The virus that causes COVID-19, called SARS-CoV-2, uses its spike protein in order to stick to and infect our cells. The final step for the virus to enter our cells is for part of its spike protein to act like a twist tie, forcing the host cell’s outer membrane to fuse with the virus. Kailu Yang, in the lab of Axel Brunger, colleagues at Stanford University, and collaborators at University of California Berkely, Harvard Medical School, and University of Finland have generated a molecule based on the twisted part of the spike protein (called HR2), which sticks itself onto the virus and prevents the spike protein from twisting. Their research shows that it prevents cells from infection even with new SARS-COV-2 variants. Yang’s work was published in the Proceedings of the National Academy of Sciences in October and will be presented on Tuesday, February 21 at the 67th Annual Biophysical Society Meeting in San Diego, California.

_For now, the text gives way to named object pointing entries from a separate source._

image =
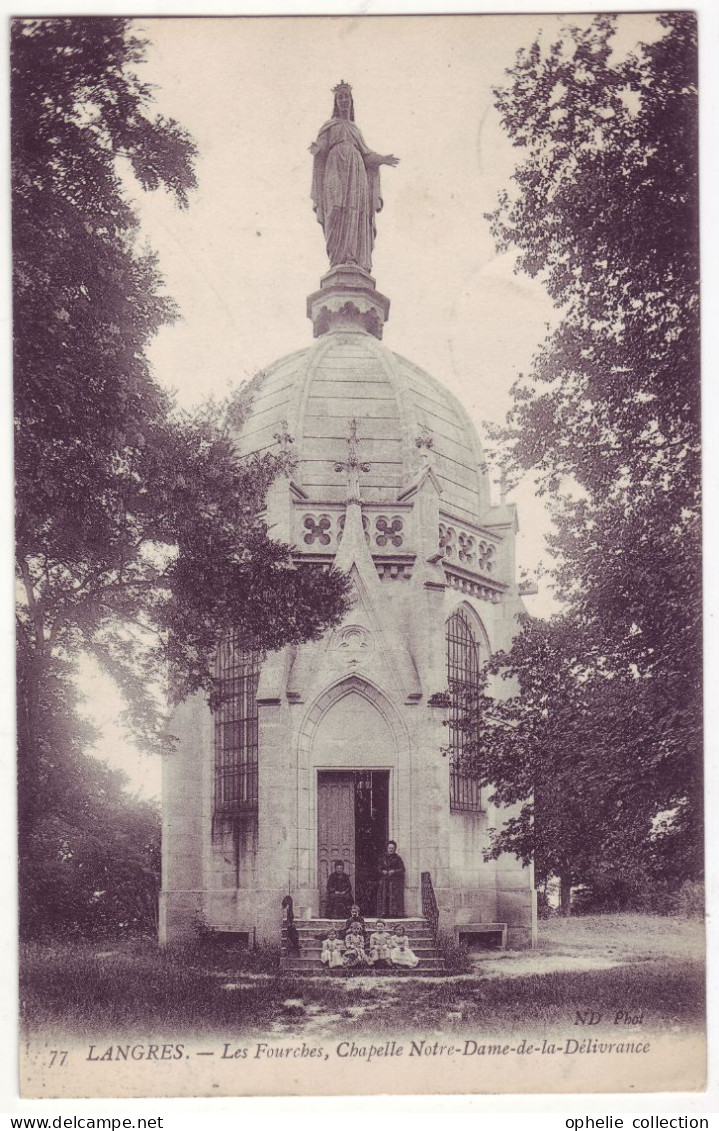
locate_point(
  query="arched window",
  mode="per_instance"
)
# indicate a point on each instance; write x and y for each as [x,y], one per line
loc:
[462,675]
[235,731]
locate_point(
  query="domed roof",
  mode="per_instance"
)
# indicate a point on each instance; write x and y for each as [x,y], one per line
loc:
[313,394]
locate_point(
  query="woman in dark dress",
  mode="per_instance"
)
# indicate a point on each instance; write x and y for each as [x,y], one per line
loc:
[339,897]
[390,892]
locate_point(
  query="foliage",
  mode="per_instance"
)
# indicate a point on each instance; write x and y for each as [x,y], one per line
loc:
[606,731]
[137,992]
[137,534]
[640,892]
[89,858]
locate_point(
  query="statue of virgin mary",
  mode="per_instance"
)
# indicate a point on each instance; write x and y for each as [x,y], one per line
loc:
[346,184]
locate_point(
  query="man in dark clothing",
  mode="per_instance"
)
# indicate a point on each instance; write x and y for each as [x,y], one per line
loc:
[355,920]
[339,897]
[390,892]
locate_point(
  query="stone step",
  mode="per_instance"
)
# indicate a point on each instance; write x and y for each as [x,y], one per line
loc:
[314,965]
[370,922]
[422,938]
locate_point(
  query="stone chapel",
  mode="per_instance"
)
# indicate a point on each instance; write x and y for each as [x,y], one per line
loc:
[323,751]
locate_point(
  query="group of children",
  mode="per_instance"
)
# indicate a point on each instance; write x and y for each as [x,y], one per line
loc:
[347,948]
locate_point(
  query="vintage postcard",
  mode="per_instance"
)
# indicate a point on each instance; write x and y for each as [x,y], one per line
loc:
[358,557]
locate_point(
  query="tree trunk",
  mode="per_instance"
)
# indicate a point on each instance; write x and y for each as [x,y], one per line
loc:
[565,894]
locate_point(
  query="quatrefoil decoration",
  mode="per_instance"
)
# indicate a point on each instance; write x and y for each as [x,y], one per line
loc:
[318,529]
[466,547]
[486,557]
[389,532]
[447,540]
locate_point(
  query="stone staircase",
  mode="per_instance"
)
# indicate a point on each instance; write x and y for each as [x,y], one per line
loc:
[313,931]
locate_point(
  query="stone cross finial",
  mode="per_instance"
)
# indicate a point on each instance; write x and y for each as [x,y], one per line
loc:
[353,465]
[424,442]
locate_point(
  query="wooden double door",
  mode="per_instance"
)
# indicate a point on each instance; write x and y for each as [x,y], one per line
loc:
[353,826]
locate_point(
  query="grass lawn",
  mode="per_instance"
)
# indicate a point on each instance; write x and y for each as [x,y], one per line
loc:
[640,963]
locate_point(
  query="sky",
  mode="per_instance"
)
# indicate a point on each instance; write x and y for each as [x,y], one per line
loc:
[242,258]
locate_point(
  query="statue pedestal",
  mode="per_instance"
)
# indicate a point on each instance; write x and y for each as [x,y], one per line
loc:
[347,300]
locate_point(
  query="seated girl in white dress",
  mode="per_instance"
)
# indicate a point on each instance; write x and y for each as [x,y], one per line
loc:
[331,950]
[380,943]
[354,948]
[400,953]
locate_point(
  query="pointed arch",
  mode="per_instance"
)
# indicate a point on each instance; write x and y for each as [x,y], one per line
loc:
[466,640]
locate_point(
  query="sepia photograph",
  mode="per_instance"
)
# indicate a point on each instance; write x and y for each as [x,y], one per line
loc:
[358,554]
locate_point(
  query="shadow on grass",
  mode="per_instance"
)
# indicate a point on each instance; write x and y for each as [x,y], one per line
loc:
[143,992]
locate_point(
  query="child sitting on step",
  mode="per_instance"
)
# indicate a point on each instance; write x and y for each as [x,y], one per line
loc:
[331,950]
[380,943]
[354,947]
[400,953]
[355,920]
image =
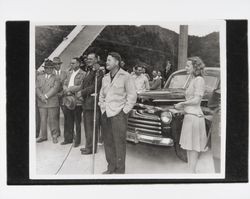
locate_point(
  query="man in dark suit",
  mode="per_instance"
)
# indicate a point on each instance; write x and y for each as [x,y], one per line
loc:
[61,76]
[47,87]
[88,89]
[72,85]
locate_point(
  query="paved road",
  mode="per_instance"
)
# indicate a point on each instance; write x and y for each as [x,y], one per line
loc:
[140,159]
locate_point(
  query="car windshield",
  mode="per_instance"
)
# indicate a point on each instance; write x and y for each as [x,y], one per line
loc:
[178,81]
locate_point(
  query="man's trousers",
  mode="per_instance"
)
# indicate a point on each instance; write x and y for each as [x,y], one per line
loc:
[88,121]
[72,117]
[114,135]
[51,114]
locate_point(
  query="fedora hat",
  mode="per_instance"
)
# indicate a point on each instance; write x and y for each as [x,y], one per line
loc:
[57,60]
[69,102]
[48,63]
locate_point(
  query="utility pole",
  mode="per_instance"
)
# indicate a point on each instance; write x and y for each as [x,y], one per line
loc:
[182,47]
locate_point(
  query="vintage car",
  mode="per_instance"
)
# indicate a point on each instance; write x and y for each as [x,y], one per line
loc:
[154,120]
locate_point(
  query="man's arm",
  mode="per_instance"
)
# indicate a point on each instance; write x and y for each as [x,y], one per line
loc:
[54,90]
[76,88]
[91,89]
[102,98]
[131,94]
[156,84]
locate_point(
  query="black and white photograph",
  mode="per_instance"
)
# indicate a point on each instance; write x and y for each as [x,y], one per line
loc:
[124,99]
[127,100]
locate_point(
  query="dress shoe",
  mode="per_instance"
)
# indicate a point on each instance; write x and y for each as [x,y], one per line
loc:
[54,140]
[41,140]
[108,172]
[65,142]
[85,151]
[76,145]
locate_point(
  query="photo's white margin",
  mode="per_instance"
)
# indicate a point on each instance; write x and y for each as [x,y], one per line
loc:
[32,144]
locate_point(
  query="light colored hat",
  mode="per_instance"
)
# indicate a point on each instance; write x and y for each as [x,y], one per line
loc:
[70,102]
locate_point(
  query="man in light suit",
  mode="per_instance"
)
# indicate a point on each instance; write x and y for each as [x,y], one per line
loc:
[88,88]
[61,76]
[47,87]
[72,85]
[117,98]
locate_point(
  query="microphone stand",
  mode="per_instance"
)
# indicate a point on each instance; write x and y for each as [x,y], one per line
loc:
[94,128]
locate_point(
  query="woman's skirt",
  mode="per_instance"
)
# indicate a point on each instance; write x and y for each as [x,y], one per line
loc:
[193,133]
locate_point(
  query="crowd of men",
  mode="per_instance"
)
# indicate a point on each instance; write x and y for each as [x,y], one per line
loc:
[75,92]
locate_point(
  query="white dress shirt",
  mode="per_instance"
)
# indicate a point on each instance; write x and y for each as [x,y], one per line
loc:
[72,78]
[58,72]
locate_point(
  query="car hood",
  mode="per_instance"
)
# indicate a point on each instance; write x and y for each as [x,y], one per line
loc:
[168,94]
[164,94]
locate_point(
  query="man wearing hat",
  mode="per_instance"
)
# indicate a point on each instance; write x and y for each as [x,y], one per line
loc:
[72,103]
[47,87]
[117,98]
[61,76]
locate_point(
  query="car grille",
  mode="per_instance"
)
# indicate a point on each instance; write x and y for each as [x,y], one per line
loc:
[144,122]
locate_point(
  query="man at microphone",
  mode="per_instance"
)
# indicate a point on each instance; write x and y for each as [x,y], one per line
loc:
[87,91]
[117,98]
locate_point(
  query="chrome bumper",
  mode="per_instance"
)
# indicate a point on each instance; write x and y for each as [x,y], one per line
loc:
[136,137]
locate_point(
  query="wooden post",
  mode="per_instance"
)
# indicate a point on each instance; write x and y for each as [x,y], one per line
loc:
[182,47]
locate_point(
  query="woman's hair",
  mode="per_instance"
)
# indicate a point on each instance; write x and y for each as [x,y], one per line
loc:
[198,66]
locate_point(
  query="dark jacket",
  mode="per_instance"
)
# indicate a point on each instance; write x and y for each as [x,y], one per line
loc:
[49,87]
[88,88]
[61,78]
[77,84]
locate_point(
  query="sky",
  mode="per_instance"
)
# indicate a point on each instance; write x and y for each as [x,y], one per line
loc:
[194,29]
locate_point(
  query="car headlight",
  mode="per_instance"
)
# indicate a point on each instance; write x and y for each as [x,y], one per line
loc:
[166,117]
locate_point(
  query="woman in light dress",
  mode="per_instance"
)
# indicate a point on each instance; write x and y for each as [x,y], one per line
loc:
[193,134]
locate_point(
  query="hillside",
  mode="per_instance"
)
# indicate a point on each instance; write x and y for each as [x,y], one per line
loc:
[152,45]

Other treatments for COVID-19 have worked by sticking to the outside of the spike protein to block it from infecting cells, but they’ve had drawbacks. For example, bebtelovimab was an antibody treatment that targeted the spike protein, however, it didn’t work well against new COVID-19 variants because that part of the spike protein has mutated over time. Yang and Brunger are hopeful that their molecule, which they call the longHR2_42 inhibitor, is lead compound to develop a new type of antiviral therapeutic to prevent infections even with new variants.
The reason the longHR2_42 inhibitor may work against an evolving virus is that it is based on part of the spike protein that hasn’t changed even as other parts have. “In the virus, there’s two parts of the spike protein that come together forming this bundle. So we simply took a short piece of one part of this bundle, and by synthesizing that small piece chemically, it can insert itself into the spike protein and prevent the virus from infecting cells,” Brunger explained. Past research from before this COVID-19 pandemic aimed to create a similar molecule that would work to block infection of the SARS coronavirus, but those past attempts weren’t as effective as the longHR2_42 inhibitor.
Brunger believes their molecule is more effective than past attempts due to Yang’s work determining a detailed structure of the twisted together parts of the SARS-CoV-2 virus, called the postfusion so-called HR1HR2 complex, so they knew longer molecules would help block the spike protein from twisting into the HR1HR2 complex in the first place. “We made the molecule a little longer than previously published work based on the structure, and indeed, we confirmed in our fusion and infection assays that this longer piece inhibits much better,” Brunger said.
The team is currently testing the longHR2_42 inhibitor in mice infected with SARS-CoV-2 (collaboration with Giuseppe Ballisteri and co-workers, University of Finland). They are hopeful that they will be able to deliver it to people via an inhaler so that it gets to the airway, which is exactly where you want to treat an early infection to prevent infection from becoming severe. “The moment people start developing sniffles will be the time to take it,” Brunger explained.